Untitled Story About a Knife

When she first took a knife to herself, she did not think to find anything more than the release of pain; so she was quite surprised, not to say a bit taken aback, when the knife’s passage through too-rough flesh was interrupted by the wholly unexpected presence of a gearbox, a plastic-sheathed assemblage quietly ticking away just before her wrist’s joint.

When she was done being astonished—done listening to the gears and seeing how her fingers twitched when she poked at it—she went looking for more.

Her other wrist revealed an identical gearbox; her scrawny thighs were filled with complex masses of pistons and chains, descending into dark hollows running the length of her legs. Her hated crotch was hydraulic.

With the help of her mirror (cracked, the poor thing—but then it had dared to hold her hated face) she was able to pop the housing off one of her eyes, to see the motor that drove her pupils dilation and the photodiode beneath. It made everything blurry and too-bright, and refused to snap back into place, but she just had to know.

She was opening up her chest, prying back her ribs to expose the motor within—craning her head and carefully positioning the mirror to try to see what within her was burning—when everything went wrong.

Which is a rather euphemistic way to say that her father found her, sitting on the floor, her body in pieces.

He broke her into more pieces before calling the repairman.

Later, as she drifted in and out of consciousness, her mind struggling for coherence (for, back then, no one really knew how to disconnect synth minds from the spark of their consciousness, and repairmen just treated them like appliances anyway), she heard her father ranting to the repairman; heard him screaming about how his son was supposed to be perfect, how the salespeople had promised that a galvanic mind would be free of the afflictions that took flesh—that it would only excel at the tasks it was given, would never bend toward self-destruction or f*ggotry. And yet, here his son was doing both! Ripping up a perfectly good—better than good, even! a perfect body! and causing such expense, on top of all the other expenses …

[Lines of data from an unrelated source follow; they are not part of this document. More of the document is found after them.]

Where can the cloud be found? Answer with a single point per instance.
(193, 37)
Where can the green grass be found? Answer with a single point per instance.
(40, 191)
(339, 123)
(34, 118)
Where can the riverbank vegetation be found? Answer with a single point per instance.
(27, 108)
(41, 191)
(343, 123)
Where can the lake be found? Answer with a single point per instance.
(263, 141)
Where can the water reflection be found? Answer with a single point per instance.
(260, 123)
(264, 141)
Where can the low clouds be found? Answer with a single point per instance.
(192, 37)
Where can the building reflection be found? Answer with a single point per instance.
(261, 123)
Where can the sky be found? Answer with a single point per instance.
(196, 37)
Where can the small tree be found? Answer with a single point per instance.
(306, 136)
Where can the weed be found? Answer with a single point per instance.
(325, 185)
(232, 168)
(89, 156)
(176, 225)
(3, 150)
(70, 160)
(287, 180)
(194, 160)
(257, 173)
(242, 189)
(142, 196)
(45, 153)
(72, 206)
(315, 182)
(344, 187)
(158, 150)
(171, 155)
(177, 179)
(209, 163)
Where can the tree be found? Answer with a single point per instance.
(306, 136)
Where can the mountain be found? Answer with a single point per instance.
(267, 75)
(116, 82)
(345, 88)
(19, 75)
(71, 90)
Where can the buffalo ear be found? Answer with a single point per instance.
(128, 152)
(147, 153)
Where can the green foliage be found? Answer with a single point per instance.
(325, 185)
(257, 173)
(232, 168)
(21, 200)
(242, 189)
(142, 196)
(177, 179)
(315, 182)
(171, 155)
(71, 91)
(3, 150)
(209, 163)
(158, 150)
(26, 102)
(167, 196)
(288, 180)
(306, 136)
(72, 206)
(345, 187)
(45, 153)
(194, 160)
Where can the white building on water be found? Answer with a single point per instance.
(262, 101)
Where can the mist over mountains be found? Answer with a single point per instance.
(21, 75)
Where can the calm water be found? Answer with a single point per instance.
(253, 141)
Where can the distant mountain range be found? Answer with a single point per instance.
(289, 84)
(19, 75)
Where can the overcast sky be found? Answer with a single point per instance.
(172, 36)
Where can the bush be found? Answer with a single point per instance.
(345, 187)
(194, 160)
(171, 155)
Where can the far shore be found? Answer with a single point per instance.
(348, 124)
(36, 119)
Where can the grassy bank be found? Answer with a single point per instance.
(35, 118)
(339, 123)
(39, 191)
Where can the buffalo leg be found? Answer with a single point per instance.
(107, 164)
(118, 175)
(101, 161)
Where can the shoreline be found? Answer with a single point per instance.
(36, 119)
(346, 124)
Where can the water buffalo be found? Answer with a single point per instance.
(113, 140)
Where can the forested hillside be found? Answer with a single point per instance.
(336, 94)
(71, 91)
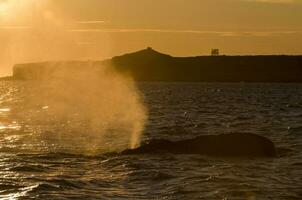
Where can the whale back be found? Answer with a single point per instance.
(233, 145)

He went on like this for quite a while, far more than it would be sensible to recount. The repairman hummed and murmured at appropriate moments and left with a sizeable tip in his pocket.

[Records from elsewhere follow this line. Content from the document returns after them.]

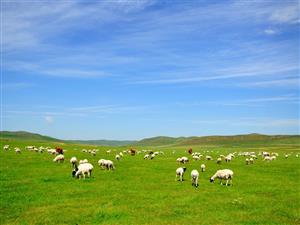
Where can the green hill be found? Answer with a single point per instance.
(27, 136)
(23, 135)
(248, 139)
(103, 142)
(236, 140)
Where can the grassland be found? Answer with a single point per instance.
(34, 190)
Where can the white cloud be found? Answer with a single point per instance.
(286, 14)
(270, 31)
(49, 119)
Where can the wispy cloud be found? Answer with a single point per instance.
(49, 119)
(270, 31)
(16, 86)
(288, 82)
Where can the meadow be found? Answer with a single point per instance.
(35, 190)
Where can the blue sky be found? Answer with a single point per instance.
(133, 69)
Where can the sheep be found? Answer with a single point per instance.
(202, 168)
(108, 164)
(152, 156)
(179, 172)
(73, 160)
(208, 157)
(247, 161)
(251, 160)
(59, 158)
(268, 158)
(195, 177)
(82, 169)
(228, 158)
(196, 158)
(183, 160)
(224, 174)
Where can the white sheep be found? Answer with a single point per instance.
(59, 158)
(152, 156)
(83, 161)
(196, 158)
(108, 164)
(268, 158)
(208, 157)
(183, 160)
(247, 161)
(179, 172)
(203, 167)
(85, 168)
(224, 174)
(73, 160)
(195, 177)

It took a while for her mind to cohere enough to stir, and longer still for her to nerve herself for what it would bring; and indeed, once it became clear that she was awake her father yelled at her for quite a while longer before locking her in her room, now made an absolute mess by the search for implements of harm or f*ggotry which her father had apparently embarked upon sometime earlier.

Her attempts at cleaning were at best desultory; her mind was almost entirely elsewhere, chewing at the problem of what she was.

And what that meant for who she was.

And who she had to be.

And so, just after midnight, having methodically destroyed everything in her room, she broke her window, used the broken glass to cut off as much of her skin as she could reach, and slipped out into the night.

It turned out to be one of the best choices she ever made.